Two Tracks

Two Tracks

After meeting with shippers and freight carriers across continents and across modes over the first part of 2011, it seems clearer than ever these two sides of the shipping equation share one very clear strategic conclusion as a result of the downturn. Both sides have two very distinctive types of business relationships in the business.

That was spelled out clearly by Schneider National Chairman Chris Lofgren, who told an industry meeting early this year that the truckload carrier has two distinct sets of customers: strategic customers who establish long-term contracts that include tailored services and shared performance goals, and “transactional customers” who may have contract terms but generally take space as it’s available in the day-to-day market.

That was remarkably close to the view of the market described by ocean container line CMA CGM last week at an industry conference in London, where Senior Vice President Nicolas Sartini described a strategy aimed at the highest end of the maritime market.

“The primary concern for shippers is that the supply chain works,” Sartini told Containerisation International’s Global Liner Shipping Conference, outlining an attempt to build long-term relationships with commitments between shippers and carriers running in both directions. “What we are trying to address is the needs of the larger customers, which are more and more important in the major trades,” he said. “This is because they are more and more concerned with managing their own sourcing.”

Sartini was almost pleading for attention to the approach, and it’s easy to understand why. CMA CGM, the world’s third-largest container ship operator, came as close to demise as any major carrier during the downturn, at least as far as outsiders can tell because the company is closely held. The carrier’s finances turned around starting in late 2009, and Sartini hints at its underlying strategy.

“Our policy was to discriminate among shippers,” Sartini said. “Those who honored their commitments were protected at all times. Some shippers who were more opportunistic regarding the market, those are transactional customers.”
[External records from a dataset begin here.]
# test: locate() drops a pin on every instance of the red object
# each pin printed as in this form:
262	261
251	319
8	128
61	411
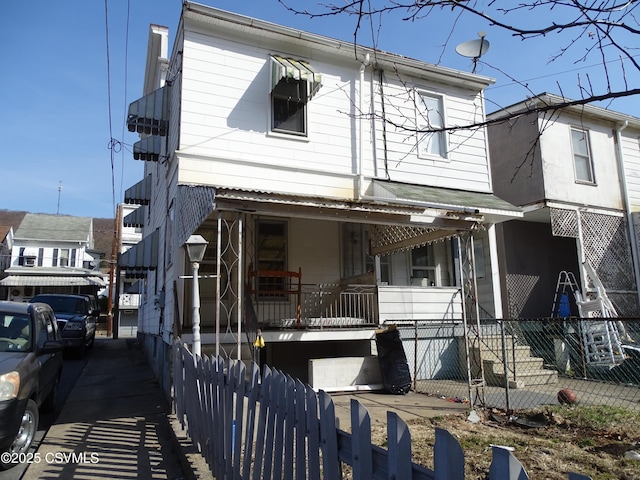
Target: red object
566	396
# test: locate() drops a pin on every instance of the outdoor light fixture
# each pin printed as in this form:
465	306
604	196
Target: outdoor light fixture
196	246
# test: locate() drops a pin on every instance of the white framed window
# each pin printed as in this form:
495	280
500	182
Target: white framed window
432	265
582	161
271	254
430	115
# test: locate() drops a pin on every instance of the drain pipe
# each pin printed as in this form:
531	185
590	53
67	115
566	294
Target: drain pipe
363	67
627	205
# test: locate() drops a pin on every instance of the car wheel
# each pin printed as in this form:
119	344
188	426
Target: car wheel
26	433
49	403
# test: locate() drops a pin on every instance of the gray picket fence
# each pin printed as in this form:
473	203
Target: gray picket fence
253	427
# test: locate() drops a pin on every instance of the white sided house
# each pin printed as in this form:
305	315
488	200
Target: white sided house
576	173
51	254
332	196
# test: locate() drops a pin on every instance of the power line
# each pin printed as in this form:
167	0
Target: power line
111	139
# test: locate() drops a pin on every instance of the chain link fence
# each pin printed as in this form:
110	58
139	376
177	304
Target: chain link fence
526	362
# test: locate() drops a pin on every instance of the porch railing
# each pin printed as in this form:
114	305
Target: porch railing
320	306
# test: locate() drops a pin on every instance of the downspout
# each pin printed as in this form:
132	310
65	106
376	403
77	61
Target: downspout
627	206
363	67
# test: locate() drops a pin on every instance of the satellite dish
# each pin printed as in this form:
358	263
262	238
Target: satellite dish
474	49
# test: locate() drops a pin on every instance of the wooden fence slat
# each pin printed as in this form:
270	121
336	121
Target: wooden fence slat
399	439
220	407
252	400
289	399
275	429
300	430
210	413
504	466
329	438
265	394
228	418
361	442
313	435
448	457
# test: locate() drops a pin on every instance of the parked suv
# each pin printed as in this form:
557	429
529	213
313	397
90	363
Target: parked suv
77	318
30	369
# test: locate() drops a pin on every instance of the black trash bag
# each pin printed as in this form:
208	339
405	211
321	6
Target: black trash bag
393	361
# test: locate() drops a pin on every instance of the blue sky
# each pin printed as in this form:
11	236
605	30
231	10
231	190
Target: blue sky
61	101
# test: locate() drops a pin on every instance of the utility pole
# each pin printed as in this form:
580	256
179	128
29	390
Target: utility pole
115	245
59	190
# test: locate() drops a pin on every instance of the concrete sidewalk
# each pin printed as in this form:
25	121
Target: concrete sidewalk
114	424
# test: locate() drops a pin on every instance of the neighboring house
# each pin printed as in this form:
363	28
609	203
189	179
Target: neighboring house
50	255
576	174
299	159
131	219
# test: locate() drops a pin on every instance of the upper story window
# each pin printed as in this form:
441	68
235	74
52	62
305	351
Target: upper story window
293	84
430	115
432	265
271	254
582	161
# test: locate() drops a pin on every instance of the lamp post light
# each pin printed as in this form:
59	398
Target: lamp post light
196	246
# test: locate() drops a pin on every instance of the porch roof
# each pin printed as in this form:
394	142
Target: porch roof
487	204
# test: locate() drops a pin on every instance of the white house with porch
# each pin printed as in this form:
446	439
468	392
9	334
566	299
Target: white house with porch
329	181
51	254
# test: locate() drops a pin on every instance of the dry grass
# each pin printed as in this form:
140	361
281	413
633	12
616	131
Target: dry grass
590	440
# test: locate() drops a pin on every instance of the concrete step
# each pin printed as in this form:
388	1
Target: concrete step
519	352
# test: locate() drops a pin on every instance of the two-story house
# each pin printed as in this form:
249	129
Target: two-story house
575	172
329	181
50	254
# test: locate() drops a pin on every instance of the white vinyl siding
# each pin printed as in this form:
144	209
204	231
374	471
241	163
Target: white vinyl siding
430	115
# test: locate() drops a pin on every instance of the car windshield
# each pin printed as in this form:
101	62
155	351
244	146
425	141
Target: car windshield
15	333
65	304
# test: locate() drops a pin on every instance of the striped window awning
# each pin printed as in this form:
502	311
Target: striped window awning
140	193
142	257
52	281
148	149
135	218
150	114
287	70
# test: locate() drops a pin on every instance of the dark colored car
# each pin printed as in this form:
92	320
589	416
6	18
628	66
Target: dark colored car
30	369
77	318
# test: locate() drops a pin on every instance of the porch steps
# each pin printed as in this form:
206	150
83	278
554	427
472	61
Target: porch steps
528	370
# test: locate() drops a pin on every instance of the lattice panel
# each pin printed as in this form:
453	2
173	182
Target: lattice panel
519	288
195	203
606	247
564	223
384	235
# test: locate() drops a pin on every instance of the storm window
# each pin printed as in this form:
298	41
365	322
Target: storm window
582	161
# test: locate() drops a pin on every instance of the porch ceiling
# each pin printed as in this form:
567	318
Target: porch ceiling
492	208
There certainly were no complaints from shippers at the London event about treating different customers in different ways. In fact, two tracks for customer-carrier relationships seem just fine with them.

After measuring customer service carriers provide to his exporting members, Peter Friedmann, executive director of the Agriculture Transportation Coalition, said at the London event that his shipper members understood “there will be some carriers that rank low — you book with them and you pray. But there is a place for them. Those are the carriers that may or may not make a call when they say, but when you need 30 containers carried and the other carrier you prefer has no space because they manage their capacity so closely they have no excess, the other carrier is the one who will be able to take your shipment.

“We’re saying shippers are willing to pay more for better service. And I’m willing to applaud a carrier who says they are not going to invest in customer service. There’s a place for that, too.”

It sounds like many shippers and carriers have come out on the other side of the downturn with very similar conclusions.